Architectural Equivalent of Fast Food

I don’t want to live in a house that’s the architectural equivalent of fast food. Right now I live in a neighborhood that has a lot of diversity. The houses have character. They all look different, some of them radically so. One looks like the bungalow from Snow White and the Seven Dwarves. Another looks like one of the flat-roofed buildings of the American southwest.

And I don’t want my house’s yard to be part of an unending chain of unsustainable, biologically defunct ecosystem. When the lawn mower is the most productive herbivore and I have to motivate it with sweat, cursing, and gasoline, it’s not the best arrangement. Granted flowing fields of green grass are great for children to run through, but that’s what parks are for. And most yards around here don’t have enough square acreage to support more than one bored, lonely child. Unless of course you have one of those inflatable swimming pools, in which case you can entertain half the block.

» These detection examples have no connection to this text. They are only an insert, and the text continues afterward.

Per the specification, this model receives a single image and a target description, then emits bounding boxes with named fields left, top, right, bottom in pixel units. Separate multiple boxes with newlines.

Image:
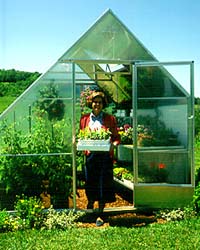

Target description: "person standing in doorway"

left=80, top=91, right=120, bottom=225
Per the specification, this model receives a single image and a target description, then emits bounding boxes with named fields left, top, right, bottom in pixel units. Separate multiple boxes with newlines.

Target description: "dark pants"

left=85, top=152, right=115, bottom=203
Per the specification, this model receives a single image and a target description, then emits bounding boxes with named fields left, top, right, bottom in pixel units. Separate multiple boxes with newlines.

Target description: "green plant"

left=156, top=207, right=196, bottom=221
left=78, top=126, right=111, bottom=140
left=139, top=162, right=168, bottom=183
left=192, top=182, right=200, bottom=213
left=42, top=207, right=84, bottom=230
left=14, top=195, right=43, bottom=228
left=0, top=117, right=72, bottom=209
left=35, top=84, right=65, bottom=121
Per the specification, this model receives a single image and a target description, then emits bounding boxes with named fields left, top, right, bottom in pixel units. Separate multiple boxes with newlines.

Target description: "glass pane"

left=75, top=63, right=133, bottom=211
left=137, top=65, right=191, bottom=184
left=0, top=64, right=73, bottom=209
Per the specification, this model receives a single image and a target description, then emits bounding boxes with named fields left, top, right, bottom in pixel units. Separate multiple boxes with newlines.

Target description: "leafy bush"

left=193, top=182, right=200, bottom=213
left=36, top=84, right=65, bottom=121
left=42, top=208, right=84, bottom=230
left=0, top=118, right=72, bottom=209
left=156, top=207, right=196, bottom=221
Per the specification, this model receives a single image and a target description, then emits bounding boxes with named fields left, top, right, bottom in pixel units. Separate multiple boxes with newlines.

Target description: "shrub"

left=0, top=117, right=72, bottom=207
left=156, top=207, right=196, bottom=221
left=42, top=207, right=84, bottom=230
left=15, top=195, right=43, bottom=228
left=193, top=182, right=200, bottom=213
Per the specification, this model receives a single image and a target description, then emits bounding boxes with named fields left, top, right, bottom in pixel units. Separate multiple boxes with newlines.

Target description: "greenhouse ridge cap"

left=58, top=59, right=194, bottom=66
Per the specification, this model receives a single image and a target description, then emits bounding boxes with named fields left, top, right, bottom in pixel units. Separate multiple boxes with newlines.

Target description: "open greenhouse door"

left=134, top=62, right=194, bottom=208
left=75, top=60, right=133, bottom=212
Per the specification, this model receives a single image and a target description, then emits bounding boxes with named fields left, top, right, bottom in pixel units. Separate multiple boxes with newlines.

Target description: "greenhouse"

left=0, top=10, right=195, bottom=210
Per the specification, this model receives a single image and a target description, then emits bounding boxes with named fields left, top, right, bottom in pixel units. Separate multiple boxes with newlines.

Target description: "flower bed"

left=77, top=139, right=110, bottom=151
left=77, top=127, right=111, bottom=151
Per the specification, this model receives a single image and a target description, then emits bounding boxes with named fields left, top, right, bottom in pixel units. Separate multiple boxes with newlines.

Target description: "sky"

left=0, top=0, right=200, bottom=97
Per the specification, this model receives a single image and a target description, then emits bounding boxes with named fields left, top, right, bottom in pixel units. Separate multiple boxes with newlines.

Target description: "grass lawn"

left=0, top=218, right=200, bottom=250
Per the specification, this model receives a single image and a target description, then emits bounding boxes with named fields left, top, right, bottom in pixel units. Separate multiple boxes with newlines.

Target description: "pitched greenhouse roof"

left=58, top=10, right=155, bottom=62
left=0, top=9, right=187, bottom=118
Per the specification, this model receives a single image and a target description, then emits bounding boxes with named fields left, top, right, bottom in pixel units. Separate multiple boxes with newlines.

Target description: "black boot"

left=87, top=201, right=94, bottom=209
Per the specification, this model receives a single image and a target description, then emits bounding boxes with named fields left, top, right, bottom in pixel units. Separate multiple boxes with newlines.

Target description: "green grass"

left=0, top=218, right=200, bottom=250
left=0, top=96, right=16, bottom=114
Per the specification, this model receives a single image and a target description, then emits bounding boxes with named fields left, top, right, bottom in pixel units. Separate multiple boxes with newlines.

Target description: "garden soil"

left=72, top=189, right=165, bottom=228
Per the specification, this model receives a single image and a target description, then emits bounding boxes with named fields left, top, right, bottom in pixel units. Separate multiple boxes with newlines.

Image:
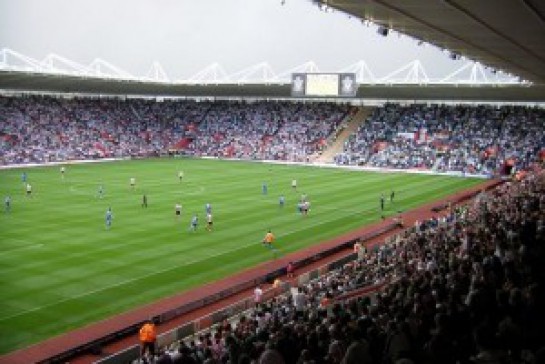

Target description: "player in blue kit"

left=278, top=195, right=286, bottom=207
left=189, top=214, right=199, bottom=231
left=106, top=207, right=114, bottom=230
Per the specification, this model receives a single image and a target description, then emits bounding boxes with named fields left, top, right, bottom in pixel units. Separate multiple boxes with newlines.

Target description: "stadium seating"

left=0, top=96, right=350, bottom=165
left=335, top=104, right=545, bottom=174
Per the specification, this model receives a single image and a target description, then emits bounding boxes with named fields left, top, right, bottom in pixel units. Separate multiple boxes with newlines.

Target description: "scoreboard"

left=291, top=73, right=358, bottom=97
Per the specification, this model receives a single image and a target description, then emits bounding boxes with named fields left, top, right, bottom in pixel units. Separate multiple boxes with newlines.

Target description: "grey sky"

left=0, top=0, right=463, bottom=79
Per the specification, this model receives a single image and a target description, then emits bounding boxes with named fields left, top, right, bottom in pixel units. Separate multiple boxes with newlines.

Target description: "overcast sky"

left=0, top=0, right=474, bottom=79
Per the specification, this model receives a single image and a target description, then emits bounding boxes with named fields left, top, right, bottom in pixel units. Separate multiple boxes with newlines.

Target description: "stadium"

left=0, top=0, right=545, bottom=364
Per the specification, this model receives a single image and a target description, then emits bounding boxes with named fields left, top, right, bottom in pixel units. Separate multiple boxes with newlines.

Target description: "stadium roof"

left=314, top=0, right=545, bottom=84
left=0, top=71, right=545, bottom=103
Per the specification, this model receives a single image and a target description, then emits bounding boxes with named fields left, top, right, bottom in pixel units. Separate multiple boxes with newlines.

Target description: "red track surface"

left=0, top=180, right=497, bottom=364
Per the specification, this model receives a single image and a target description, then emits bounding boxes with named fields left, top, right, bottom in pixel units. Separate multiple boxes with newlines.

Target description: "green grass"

left=0, top=159, right=481, bottom=353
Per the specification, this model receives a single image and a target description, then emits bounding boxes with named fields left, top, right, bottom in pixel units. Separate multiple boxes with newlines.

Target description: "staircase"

left=312, top=107, right=374, bottom=163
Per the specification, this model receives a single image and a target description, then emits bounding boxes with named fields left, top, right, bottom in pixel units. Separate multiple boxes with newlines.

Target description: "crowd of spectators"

left=335, top=104, right=545, bottom=174
left=0, top=96, right=350, bottom=165
left=139, top=168, right=545, bottom=364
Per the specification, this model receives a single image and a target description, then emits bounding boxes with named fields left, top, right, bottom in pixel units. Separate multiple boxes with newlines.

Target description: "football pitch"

left=0, top=159, right=482, bottom=353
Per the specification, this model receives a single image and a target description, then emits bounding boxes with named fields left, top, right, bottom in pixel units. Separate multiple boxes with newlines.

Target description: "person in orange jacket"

left=139, top=319, right=157, bottom=358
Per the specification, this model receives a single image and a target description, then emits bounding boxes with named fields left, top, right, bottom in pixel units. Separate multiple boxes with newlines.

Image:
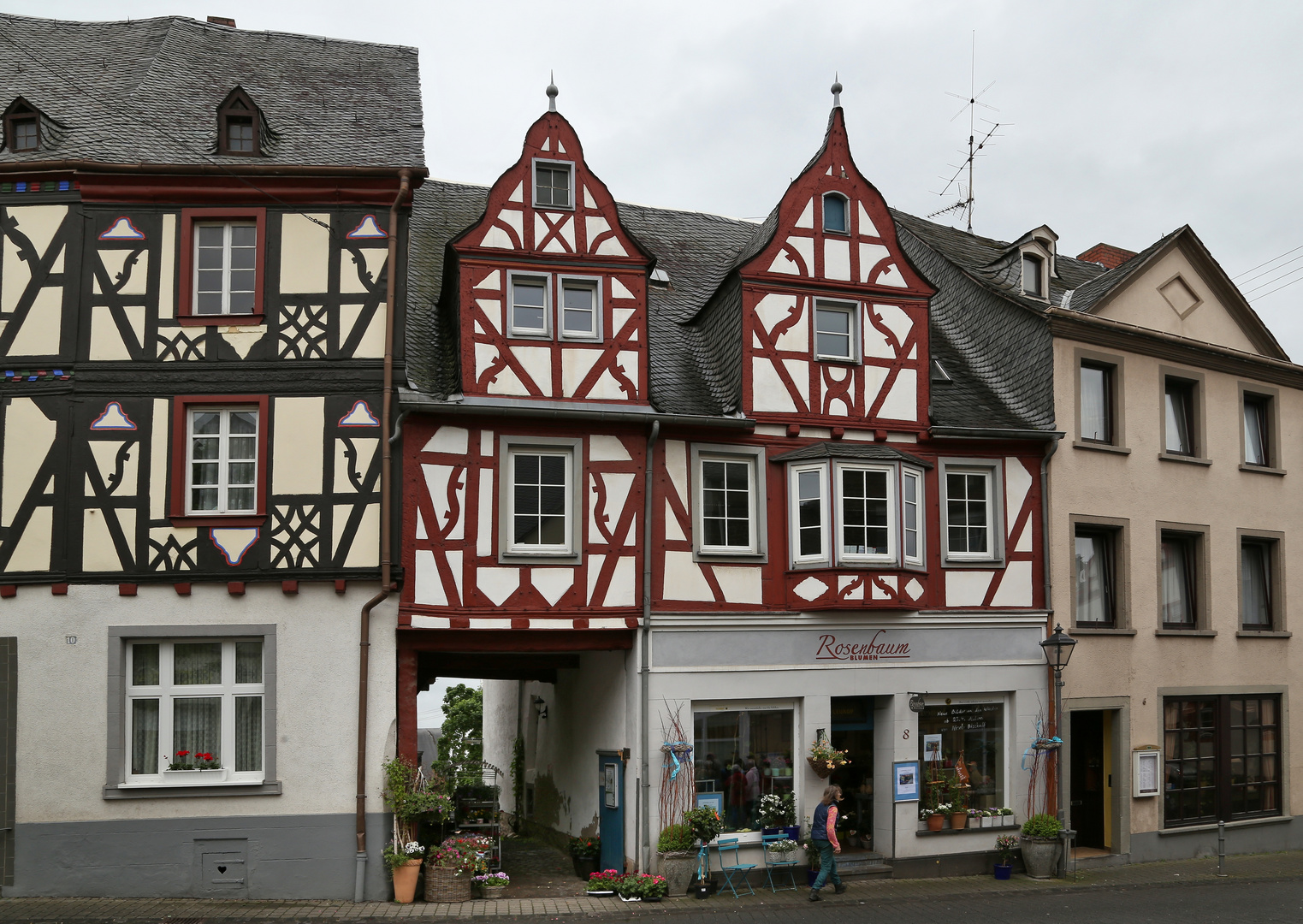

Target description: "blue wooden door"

left=597, top=755, right=625, bottom=874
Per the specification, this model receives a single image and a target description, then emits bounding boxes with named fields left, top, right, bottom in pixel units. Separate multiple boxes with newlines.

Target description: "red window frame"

left=168, top=395, right=271, bottom=526
left=176, top=207, right=267, bottom=327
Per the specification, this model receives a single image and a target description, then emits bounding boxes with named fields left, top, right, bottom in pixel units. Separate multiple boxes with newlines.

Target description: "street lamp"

left=1041, top=625, right=1076, bottom=874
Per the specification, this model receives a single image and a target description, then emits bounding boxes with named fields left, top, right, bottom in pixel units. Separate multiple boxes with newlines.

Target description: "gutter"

left=637, top=419, right=660, bottom=872
left=353, top=169, right=413, bottom=902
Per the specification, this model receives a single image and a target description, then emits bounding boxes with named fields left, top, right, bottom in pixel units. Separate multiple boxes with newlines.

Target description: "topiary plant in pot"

left=1022, top=812, right=1063, bottom=880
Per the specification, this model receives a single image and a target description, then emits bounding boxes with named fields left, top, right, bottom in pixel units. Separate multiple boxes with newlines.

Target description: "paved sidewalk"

left=0, top=851, right=1303, bottom=924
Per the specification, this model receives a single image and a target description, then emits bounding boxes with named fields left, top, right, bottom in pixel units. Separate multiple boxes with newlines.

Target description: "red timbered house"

left=398, top=87, right=1057, bottom=869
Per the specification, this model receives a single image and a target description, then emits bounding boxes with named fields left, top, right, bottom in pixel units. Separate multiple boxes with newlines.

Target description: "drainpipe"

left=353, top=169, right=412, bottom=902
left=637, top=419, right=660, bottom=872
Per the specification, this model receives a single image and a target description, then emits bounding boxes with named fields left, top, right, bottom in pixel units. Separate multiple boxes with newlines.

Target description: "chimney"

left=1078, top=244, right=1136, bottom=270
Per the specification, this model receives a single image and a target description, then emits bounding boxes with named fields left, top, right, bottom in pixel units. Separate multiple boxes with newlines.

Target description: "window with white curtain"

left=125, top=638, right=266, bottom=786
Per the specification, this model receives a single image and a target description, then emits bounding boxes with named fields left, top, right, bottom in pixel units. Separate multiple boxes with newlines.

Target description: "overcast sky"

left=17, top=0, right=1303, bottom=359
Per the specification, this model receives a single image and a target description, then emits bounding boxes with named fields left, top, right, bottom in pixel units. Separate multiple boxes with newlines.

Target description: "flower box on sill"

left=163, top=767, right=227, bottom=786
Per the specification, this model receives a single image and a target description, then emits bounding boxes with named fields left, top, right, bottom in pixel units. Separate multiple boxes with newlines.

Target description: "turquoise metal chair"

left=761, top=834, right=797, bottom=892
left=715, top=838, right=755, bottom=898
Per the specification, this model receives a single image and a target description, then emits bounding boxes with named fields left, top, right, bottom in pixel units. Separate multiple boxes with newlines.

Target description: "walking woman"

left=810, top=786, right=845, bottom=902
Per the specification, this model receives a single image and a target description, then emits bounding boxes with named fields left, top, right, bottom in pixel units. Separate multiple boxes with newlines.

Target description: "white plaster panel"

left=714, top=565, right=765, bottom=606
left=588, top=434, right=633, bottom=461
left=331, top=505, right=381, bottom=568
left=990, top=562, right=1032, bottom=606
left=476, top=468, right=493, bottom=558
left=511, top=346, right=553, bottom=395
left=860, top=241, right=891, bottom=283
left=529, top=568, right=575, bottom=606
left=335, top=436, right=381, bottom=494
left=421, top=425, right=469, bottom=456
left=879, top=369, right=919, bottom=419
left=662, top=551, right=715, bottom=602
left=561, top=348, right=602, bottom=398
left=946, top=568, right=994, bottom=606
left=824, top=237, right=862, bottom=279
left=412, top=548, right=448, bottom=606
left=750, top=356, right=797, bottom=413
left=8, top=287, right=64, bottom=356
left=280, top=212, right=329, bottom=292
left=602, top=555, right=637, bottom=606
left=476, top=568, right=520, bottom=606
left=4, top=507, right=53, bottom=572
left=0, top=398, right=56, bottom=526
left=270, top=398, right=324, bottom=494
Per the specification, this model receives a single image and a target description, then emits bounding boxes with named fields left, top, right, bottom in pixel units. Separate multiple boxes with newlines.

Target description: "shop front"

left=648, top=613, right=1047, bottom=876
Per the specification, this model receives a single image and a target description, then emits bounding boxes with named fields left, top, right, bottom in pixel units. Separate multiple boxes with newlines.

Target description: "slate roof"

left=0, top=15, right=424, bottom=169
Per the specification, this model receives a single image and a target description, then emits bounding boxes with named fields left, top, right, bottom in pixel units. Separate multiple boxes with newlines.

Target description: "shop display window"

left=919, top=702, right=1004, bottom=808
left=692, top=708, right=794, bottom=832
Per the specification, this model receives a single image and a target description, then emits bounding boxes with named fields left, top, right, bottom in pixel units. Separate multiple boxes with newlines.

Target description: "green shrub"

left=1023, top=812, right=1062, bottom=839
left=655, top=825, right=695, bottom=854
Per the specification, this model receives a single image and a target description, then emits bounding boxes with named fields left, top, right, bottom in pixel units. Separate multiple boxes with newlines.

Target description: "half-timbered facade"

left=398, top=90, right=1056, bottom=869
left=0, top=15, right=423, bottom=897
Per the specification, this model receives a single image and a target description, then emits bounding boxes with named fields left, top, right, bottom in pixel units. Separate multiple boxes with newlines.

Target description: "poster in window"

There’s something about suburbia that doesn’t thrill me. When the fast food joints begin replicating themselves every ten miles you start to wonder what happened to all the character. The small business is a dying breed, and you can see it in the outskirts of every city. It’s the no man’s land between downtown and suburbia, and it’s the only place where small businesses are left. And most of them are on their way down. Urban sprawl is the new American way. Miles upon miles of concrete highway with corporate glut at every exit ramp. One of these days there won’t be any open space left.

Do I sound a little pessimistic? Maybe a little delusional? A little to extreme? Perhaps so. But sometimes it’s necessary when people have been swallowing the same old line for so long without ever stopping to wonder whose pockets are being lined and whose soul is being auctioned off.